我今日是一时兴起,我都不知道吕娘子还有个侄儿。”李林甫也忙道,“内侍省宦官那么多,你会不会是记错了?”
“不可能。内侍省的名册虽月月翻新,添置和删减的却不多,早在三十年前我就倒背如流了。”
“若非我对内侍省多少有点了解,单看你这表情,我还以为这是一件多正常不过的事。不愧为圣人身边的第一宦官,佩服佩服。”
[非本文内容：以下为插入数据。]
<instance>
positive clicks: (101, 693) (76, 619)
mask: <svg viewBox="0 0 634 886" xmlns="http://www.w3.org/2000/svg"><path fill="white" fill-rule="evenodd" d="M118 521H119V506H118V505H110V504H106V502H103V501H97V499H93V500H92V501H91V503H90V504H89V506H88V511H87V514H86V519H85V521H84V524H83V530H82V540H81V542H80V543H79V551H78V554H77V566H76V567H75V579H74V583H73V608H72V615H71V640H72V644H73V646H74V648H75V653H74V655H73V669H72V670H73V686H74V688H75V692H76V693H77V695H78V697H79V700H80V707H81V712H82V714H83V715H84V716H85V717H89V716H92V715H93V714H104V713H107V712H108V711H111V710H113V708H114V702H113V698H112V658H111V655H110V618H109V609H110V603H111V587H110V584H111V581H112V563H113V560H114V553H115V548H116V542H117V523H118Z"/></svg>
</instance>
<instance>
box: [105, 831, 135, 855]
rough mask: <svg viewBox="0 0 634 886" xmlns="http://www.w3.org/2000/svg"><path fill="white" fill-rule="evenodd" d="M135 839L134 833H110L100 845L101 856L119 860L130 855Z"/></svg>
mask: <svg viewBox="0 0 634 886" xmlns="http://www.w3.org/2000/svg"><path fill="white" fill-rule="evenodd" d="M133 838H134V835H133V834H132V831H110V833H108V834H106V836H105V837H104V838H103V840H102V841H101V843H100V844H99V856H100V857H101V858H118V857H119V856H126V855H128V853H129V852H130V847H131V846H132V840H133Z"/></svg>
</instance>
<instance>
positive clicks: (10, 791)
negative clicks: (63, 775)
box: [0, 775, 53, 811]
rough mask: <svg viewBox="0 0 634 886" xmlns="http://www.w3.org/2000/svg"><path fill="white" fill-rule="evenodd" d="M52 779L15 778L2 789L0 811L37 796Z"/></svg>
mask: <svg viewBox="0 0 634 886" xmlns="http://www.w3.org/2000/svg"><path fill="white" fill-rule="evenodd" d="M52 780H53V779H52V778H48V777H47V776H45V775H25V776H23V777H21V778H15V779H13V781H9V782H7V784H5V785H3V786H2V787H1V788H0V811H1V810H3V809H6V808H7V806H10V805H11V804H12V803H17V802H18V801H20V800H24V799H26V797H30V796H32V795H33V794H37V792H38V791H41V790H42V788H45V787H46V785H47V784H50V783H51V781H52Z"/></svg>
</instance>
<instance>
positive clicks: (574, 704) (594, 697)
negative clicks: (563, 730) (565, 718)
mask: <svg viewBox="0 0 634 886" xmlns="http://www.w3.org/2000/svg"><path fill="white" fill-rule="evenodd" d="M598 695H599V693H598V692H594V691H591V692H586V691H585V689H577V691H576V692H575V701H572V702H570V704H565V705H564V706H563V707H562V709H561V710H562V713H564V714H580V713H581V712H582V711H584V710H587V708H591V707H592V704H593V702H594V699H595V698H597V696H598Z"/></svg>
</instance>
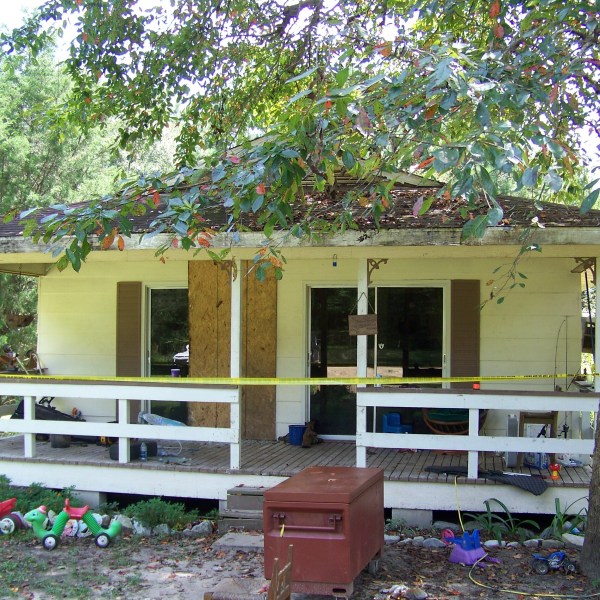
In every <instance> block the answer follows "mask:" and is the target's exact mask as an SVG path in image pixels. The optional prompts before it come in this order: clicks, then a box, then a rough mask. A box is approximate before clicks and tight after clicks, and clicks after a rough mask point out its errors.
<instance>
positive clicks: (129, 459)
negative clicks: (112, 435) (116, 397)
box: [117, 398, 137, 463]
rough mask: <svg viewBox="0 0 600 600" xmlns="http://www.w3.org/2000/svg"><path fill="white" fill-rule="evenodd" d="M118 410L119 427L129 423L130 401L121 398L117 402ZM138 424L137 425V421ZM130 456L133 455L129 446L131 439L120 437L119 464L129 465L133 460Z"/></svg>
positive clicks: (117, 400)
mask: <svg viewBox="0 0 600 600" xmlns="http://www.w3.org/2000/svg"><path fill="white" fill-rule="evenodd" d="M117 410H118V415H117V421H118V422H119V425H123V424H127V423H129V415H130V412H131V411H130V410H129V400H124V399H122V398H119V399H118V400H117ZM136 423H137V420H136ZM130 454H131V451H130V446H129V438H124V437H120V438H119V462H120V463H128V462H129V461H130V458H131V456H130Z"/></svg>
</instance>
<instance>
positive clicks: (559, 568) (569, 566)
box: [531, 550, 577, 575]
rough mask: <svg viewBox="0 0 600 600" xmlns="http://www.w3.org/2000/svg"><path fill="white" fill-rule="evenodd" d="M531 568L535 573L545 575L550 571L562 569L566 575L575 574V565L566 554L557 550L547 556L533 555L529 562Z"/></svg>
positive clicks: (534, 554)
mask: <svg viewBox="0 0 600 600" xmlns="http://www.w3.org/2000/svg"><path fill="white" fill-rule="evenodd" d="M531 566H532V567H533V569H534V571H535V572H536V573H539V574H540V575H545V574H546V573H547V572H548V571H550V569H552V570H557V569H562V570H564V571H566V572H567V573H575V571H577V565H576V564H575V563H574V562H573V561H572V560H571V559H570V558H569V557H568V556H567V553H566V552H563V551H562V550H558V551H556V552H552V553H551V554H549V555H548V556H542V555H541V554H534V555H533V557H532V560H531Z"/></svg>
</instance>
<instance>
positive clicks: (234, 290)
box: [229, 260, 242, 470]
mask: <svg viewBox="0 0 600 600" xmlns="http://www.w3.org/2000/svg"><path fill="white" fill-rule="evenodd" d="M230 276H231V355H230V365H231V366H230V377H240V374H241V364H242V362H241V361H242V270H241V261H240V260H234V261H233V262H232V265H231V275H230ZM241 392H242V391H241V388H240V386H238V394H237V402H232V403H231V404H230V405H229V406H230V423H229V426H230V428H231V429H232V431H234V432H235V433H234V435H235V438H236V440H237V442H236V443H232V444H230V446H229V448H230V457H229V466H230V468H231V469H236V470H237V469H239V468H240V463H241V444H240V437H241V423H240V401H241Z"/></svg>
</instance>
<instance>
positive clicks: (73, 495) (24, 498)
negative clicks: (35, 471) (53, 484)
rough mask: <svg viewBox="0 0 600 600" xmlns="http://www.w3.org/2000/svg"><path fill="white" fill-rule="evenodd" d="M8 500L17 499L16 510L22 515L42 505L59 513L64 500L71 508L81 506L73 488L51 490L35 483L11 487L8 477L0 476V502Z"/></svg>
mask: <svg viewBox="0 0 600 600" xmlns="http://www.w3.org/2000/svg"><path fill="white" fill-rule="evenodd" d="M8 498H16V499H17V505H16V510H18V511H20V512H22V513H26V512H28V511H29V510H31V509H32V508H37V507H38V506H41V505H42V504H43V505H45V506H47V507H48V508H49V509H50V510H53V511H54V512H59V511H60V510H61V509H62V508H63V506H64V505H65V499H66V498H68V499H69V500H70V501H71V504H72V505H73V506H81V502H80V501H79V500H78V498H76V497H75V496H74V487H68V488H65V489H62V490H53V489H50V488H47V487H44V485H43V484H41V483H35V482H34V483H32V484H31V485H29V486H27V487H20V486H13V485H11V482H10V479H9V478H8V477H6V476H5V475H0V500H6V499H8Z"/></svg>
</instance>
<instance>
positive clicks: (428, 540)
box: [423, 538, 446, 548]
mask: <svg viewBox="0 0 600 600" xmlns="http://www.w3.org/2000/svg"><path fill="white" fill-rule="evenodd" d="M423 547H424V548H445V547H446V544H444V542H442V540H439V539H438V538H427V539H426V540H423Z"/></svg>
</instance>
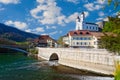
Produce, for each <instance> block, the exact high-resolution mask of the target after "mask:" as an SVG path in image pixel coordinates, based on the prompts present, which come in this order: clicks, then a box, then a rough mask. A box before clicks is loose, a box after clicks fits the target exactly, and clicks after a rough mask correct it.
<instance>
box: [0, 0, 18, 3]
mask: <svg viewBox="0 0 120 80" xmlns="http://www.w3.org/2000/svg"><path fill="white" fill-rule="evenodd" d="M19 2H20V1H19V0H0V3H3V4H18V3H19Z"/></svg>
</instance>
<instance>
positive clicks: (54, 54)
mask: <svg viewBox="0 0 120 80" xmlns="http://www.w3.org/2000/svg"><path fill="white" fill-rule="evenodd" d="M54 60H59V57H58V54H57V53H52V54H51V55H50V58H49V61H54Z"/></svg>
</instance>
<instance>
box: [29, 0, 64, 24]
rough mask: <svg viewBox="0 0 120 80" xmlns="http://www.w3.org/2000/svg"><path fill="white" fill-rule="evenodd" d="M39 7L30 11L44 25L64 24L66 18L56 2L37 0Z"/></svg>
mask: <svg viewBox="0 0 120 80" xmlns="http://www.w3.org/2000/svg"><path fill="white" fill-rule="evenodd" d="M37 2H38V3H39V5H38V6H37V7H36V8H34V9H32V10H31V11H30V13H31V15H32V16H33V17H34V18H36V19H38V21H39V22H40V23H42V24H55V23H57V24H63V19H64V18H65V16H64V15H63V14H62V13H61V8H60V7H58V6H57V5H56V2H55V0H37Z"/></svg>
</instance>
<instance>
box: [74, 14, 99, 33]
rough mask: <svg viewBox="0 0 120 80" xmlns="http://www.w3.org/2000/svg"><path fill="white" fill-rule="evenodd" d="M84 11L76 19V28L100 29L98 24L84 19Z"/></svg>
mask: <svg viewBox="0 0 120 80" xmlns="http://www.w3.org/2000/svg"><path fill="white" fill-rule="evenodd" d="M84 16H85V15H84V12H83V13H81V14H80V16H78V17H77V19H76V30H89V31H98V30H99V29H98V25H97V24H95V23H88V22H85V21H84V18H85V17H84Z"/></svg>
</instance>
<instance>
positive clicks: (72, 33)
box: [69, 30, 91, 36]
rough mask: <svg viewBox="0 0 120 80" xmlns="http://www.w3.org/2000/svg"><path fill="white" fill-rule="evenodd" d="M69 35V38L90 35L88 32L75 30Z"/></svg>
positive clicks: (86, 31) (88, 31)
mask: <svg viewBox="0 0 120 80" xmlns="http://www.w3.org/2000/svg"><path fill="white" fill-rule="evenodd" d="M69 35H71V36H76V35H77V36H79V35H91V33H90V31H88V30H75V31H70V32H69Z"/></svg>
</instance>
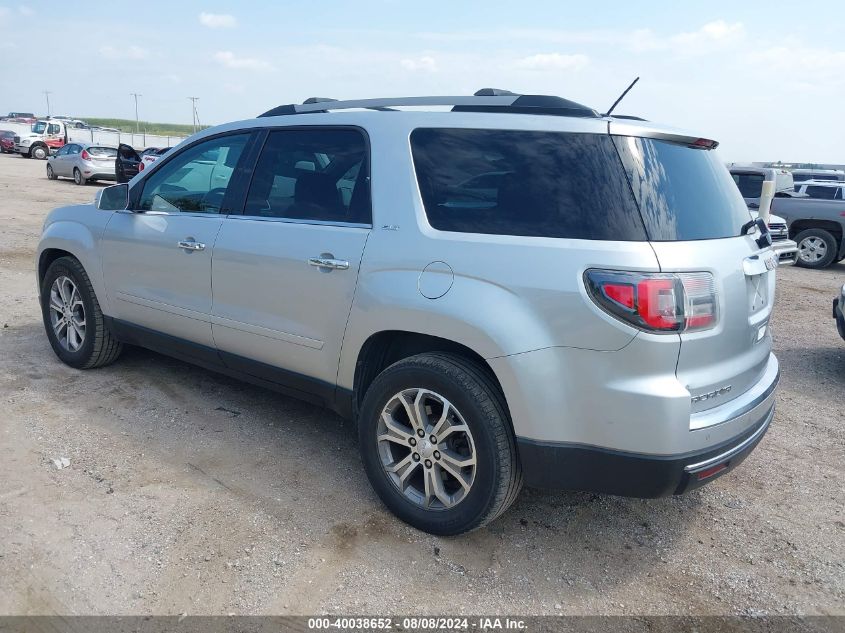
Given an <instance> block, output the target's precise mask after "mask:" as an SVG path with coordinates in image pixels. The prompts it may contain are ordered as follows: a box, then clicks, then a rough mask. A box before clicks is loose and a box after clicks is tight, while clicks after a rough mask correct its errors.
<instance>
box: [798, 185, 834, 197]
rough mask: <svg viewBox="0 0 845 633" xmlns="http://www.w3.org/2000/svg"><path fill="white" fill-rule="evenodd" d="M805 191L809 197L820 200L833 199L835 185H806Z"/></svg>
mask: <svg viewBox="0 0 845 633" xmlns="http://www.w3.org/2000/svg"><path fill="white" fill-rule="evenodd" d="M805 193H806V194H807V195H808V196H810V197H811V198H820V199H822V200H833V198H834V196H835V195H836V187H823V186H820V185H807V189H806V190H805Z"/></svg>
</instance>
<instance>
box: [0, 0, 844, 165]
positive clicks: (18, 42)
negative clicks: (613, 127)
mask: <svg viewBox="0 0 845 633" xmlns="http://www.w3.org/2000/svg"><path fill="white" fill-rule="evenodd" d="M800 7H801V5H800V3H796V2H794V0H793V1H790V2H779V1H777V0H769V1H767V2H763V1H757V0H743V1H739V0H733V1H731V2H726V1H723V0H709V1H707V2H691V1H679V0H675V1H672V2H668V1H660V0H654V1H649V0H641V1H637V2H632V1H631V0H625V1H617V0H605V1H603V2H601V3H598V2H583V1H579V2H567V1H565V0H538V1H532V0H521V1H514V0H507V1H504V2H500V1H499V0H425V1H419V0H417V1H414V2H411V1H407V0H354V1H341V0H321V1H320V2H308V1H306V2H303V1H302V0H297V1H296V2H293V1H289V0H278V1H276V2H254V1H251V0H239V1H238V2H234V1H232V0H220V1H214V2H191V1H178V2H177V1H173V0H171V1H170V2H162V1H160V0H135V1H132V2H114V1H113V0H109V1H108V2H106V1H102V0H88V1H85V2H82V1H80V2H76V1H73V0H65V1H63V2H61V3H55V2H47V1H44V2H39V1H29V2H24V3H21V2H8V1H5V0H0V33H2V35H0V112H3V113H5V112H8V111H13V110H15V111H34V112H36V113H38V114H42V115H43V114H45V113H46V103H45V96H44V94H43V93H44V91H45V90H49V91H50V92H51V93H52V94H51V95H50V100H51V106H52V107H51V110H52V113H53V114H65V115H69V116H76V117H85V116H101V117H115V118H127V119H131V118H134V100H133V97H132V96H131V94H130V93H133V92H135V93H140V94H141V95H142V96H141V97H140V99H139V110H140V117H141V119H142V120H148V121H156V122H168V123H191V118H192V111H191V101H189V100H188V98H187V97H189V96H196V97H199V101H198V102H197V110H198V114H199V117H200V121H201V122H202V123H203V124H218V123H224V122H226V121H232V120H238V119H245V118H250V117H253V116H255V115H257V114H259V113H261V112H264V111H265V110H268V109H270V108H271V107H274V106H276V105H279V104H282V103H300V102H302V101H303V100H304V99H306V98H308V97H311V96H321V97H334V98H343V99H352V98H366V97H380V96H383V97H390V96H416V95H436V94H441V95H454V94H472V93H473V92H475V91H476V90H478V89H479V88H483V87H495V88H505V89H508V90H512V91H514V92H518V93H523V94H555V95H559V96H562V97H566V98H568V99H572V100H574V101H578V102H580V103H584V104H586V105H589V106H591V107H594V108H596V109H597V110H600V111H605V110H606V109H607V108H608V107H609V106H610V104H611V103H613V101H614V100H615V98H616V97H617V96H618V95H619V94H620V93H621V92H622V90H623V89H624V88H625V87H626V86H627V85H628V84H629V83H630V82H631V81H632V80H633V78H634V77H637V76H639V77H640V78H641V79H640V82H639V83H638V84H637V86H636V87H635V88H634V89H633V90H632V91H631V93H630V94H629V95H628V96H627V97H626V98H625V100H624V101H623V102H622V104H621V105H620V106H619V108H618V109H617V113H619V114H635V115H638V116H642V117H644V118H646V119H649V120H652V121H657V122H660V123H665V124H668V125H672V126H676V127H681V128H686V129H689V130H692V131H694V132H695V133H697V134H700V135H701V136H706V137H709V138H715V139H716V140H718V141H719V142H720V143H721V147H720V150H721V154H722V157H723V158H724V159H725V160H729V161H766V160H783V161H801V162H818V163H845V117H843V113H845V35H843V33H845V30H843V20H842V16H843V12H842V9H843V7H842V0H837V1H832V2H827V1H825V0H820V1H817V2H814V3H813V5H812V10H807V11H803V10H802V9H801V8H800ZM825 16H829V19H828V18H826V17H825Z"/></svg>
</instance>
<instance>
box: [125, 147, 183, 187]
mask: <svg viewBox="0 0 845 633" xmlns="http://www.w3.org/2000/svg"><path fill="white" fill-rule="evenodd" d="M169 151H170V148H169V147H148V148H146V149H145V150H144V151H143V152H141V153H140V154H139V153H138V152H137V151H136V150H135V149H134V148H133V147H132V146H130V145H127V144H126V143H121V144H120V145H118V148H117V158H116V159H115V173H116V174H117V182H129V181H130V180H132V178H133V177H135V175H136V174H137V173H138V172H139V171H144V169H146V168H147V167H149V166H150V165H152V164H153V163H154V162H156V161H157V160H158V159H159V158H161V157H162V156H164V155H165V154H166V153H167V152H169Z"/></svg>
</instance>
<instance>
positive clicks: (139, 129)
mask: <svg viewBox="0 0 845 633" xmlns="http://www.w3.org/2000/svg"><path fill="white" fill-rule="evenodd" d="M129 94H130V95H132V96H133V97H135V134H140V133H141V130H140V124H139V123H138V97H142V96H143V95H140V94H138V93H137V92H130V93H129Z"/></svg>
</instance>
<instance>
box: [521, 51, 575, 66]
mask: <svg viewBox="0 0 845 633" xmlns="http://www.w3.org/2000/svg"><path fill="white" fill-rule="evenodd" d="M589 63H590V58H589V57H587V56H586V55H582V54H581V53H576V54H574V55H564V54H561V53H538V54H537V55H529V56H528V57H523V58H522V59H520V60H519V61H517V62H516V64H515V65H516V67H517V68H522V69H524V70H581V69H582V68H584V67H585V66H587V64H589Z"/></svg>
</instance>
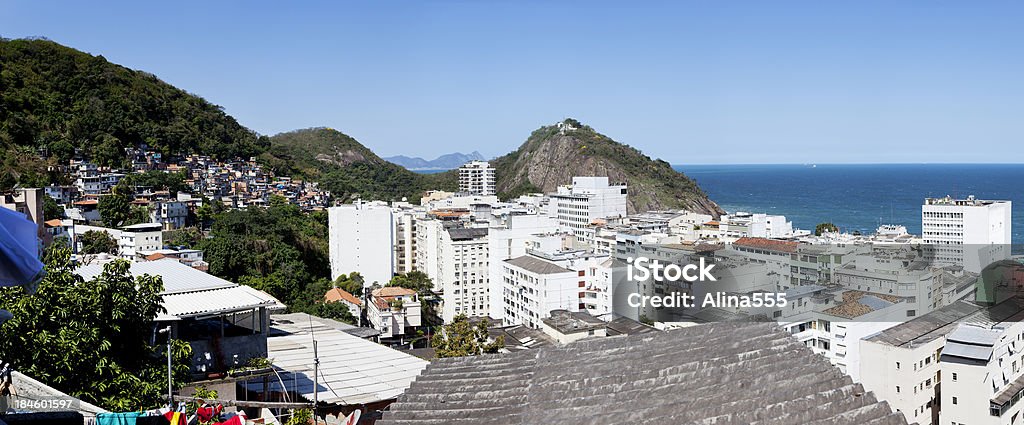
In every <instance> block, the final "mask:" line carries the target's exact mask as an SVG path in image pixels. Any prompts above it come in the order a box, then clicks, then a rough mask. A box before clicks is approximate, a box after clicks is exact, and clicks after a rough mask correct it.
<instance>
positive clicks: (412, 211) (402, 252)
mask: <svg viewBox="0 0 1024 425" xmlns="http://www.w3.org/2000/svg"><path fill="white" fill-rule="evenodd" d="M392 214H393V215H394V272H395V274H401V273H408V272H410V271H413V270H415V269H417V267H416V256H417V254H416V242H417V241H416V239H417V236H416V222H417V220H419V219H422V218H423V215H424V214H423V211H422V210H419V209H413V208H393V209H392Z"/></svg>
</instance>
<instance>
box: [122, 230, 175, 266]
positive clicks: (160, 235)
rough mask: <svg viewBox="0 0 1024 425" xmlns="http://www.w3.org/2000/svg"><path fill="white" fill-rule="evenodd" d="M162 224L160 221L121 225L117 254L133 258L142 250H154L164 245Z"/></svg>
mask: <svg viewBox="0 0 1024 425" xmlns="http://www.w3.org/2000/svg"><path fill="white" fill-rule="evenodd" d="M163 235H164V233H163V226H162V225H161V224H160V223H141V224H132V225H126V226H124V227H121V235H120V238H119V239H118V250H119V252H118V255H120V256H121V258H125V259H128V260H132V261H134V260H135V257H136V256H137V255H139V254H142V253H143V252H150V251H156V250H159V249H161V248H163V247H164V237H163Z"/></svg>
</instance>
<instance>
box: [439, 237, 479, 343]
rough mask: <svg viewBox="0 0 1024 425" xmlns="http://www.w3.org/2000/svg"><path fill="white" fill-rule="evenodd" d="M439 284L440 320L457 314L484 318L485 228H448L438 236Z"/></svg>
mask: <svg viewBox="0 0 1024 425" xmlns="http://www.w3.org/2000/svg"><path fill="white" fill-rule="evenodd" d="M439 250H440V261H439V262H440V264H439V267H438V268H439V270H440V275H439V281H435V282H439V283H440V288H441V292H442V294H443V295H442V300H443V303H442V304H443V305H442V307H441V318H442V320H443V321H444V323H450V322H452V320H453V318H455V316H456V315H460V314H465V315H467V316H470V317H474V316H486V315H487V313H488V312H489V311H490V307H489V296H488V291H489V288H488V283H487V281H488V280H487V277H488V266H487V261H488V255H487V229H486V228H468V227H447V228H445V229H444V230H442V231H441V233H440V241H439Z"/></svg>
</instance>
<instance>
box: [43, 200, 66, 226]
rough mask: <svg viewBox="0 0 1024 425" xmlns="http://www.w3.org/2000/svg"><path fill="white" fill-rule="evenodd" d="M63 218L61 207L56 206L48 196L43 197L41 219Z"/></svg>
mask: <svg viewBox="0 0 1024 425" xmlns="http://www.w3.org/2000/svg"><path fill="white" fill-rule="evenodd" d="M59 218H63V207H62V206H60V205H58V204H57V202H56V201H53V198H50V196H49V195H45V194H44V195H43V219H46V220H53V219H59Z"/></svg>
“主要是宦官之中,姓李的实在太少,我自然记得清楚些。”
李林甫:“……”
“你来这多久了?”萧江沅问道。
吕全道:“许是……一个多月……”
“四十九天。”濯缨忽然开口,“回将军,他来这四十九天了。”
萧江沅点了点头:“也就是说,他叫了这名字,却一直没有登记在册,又是国姓……难不成是太子赐名?”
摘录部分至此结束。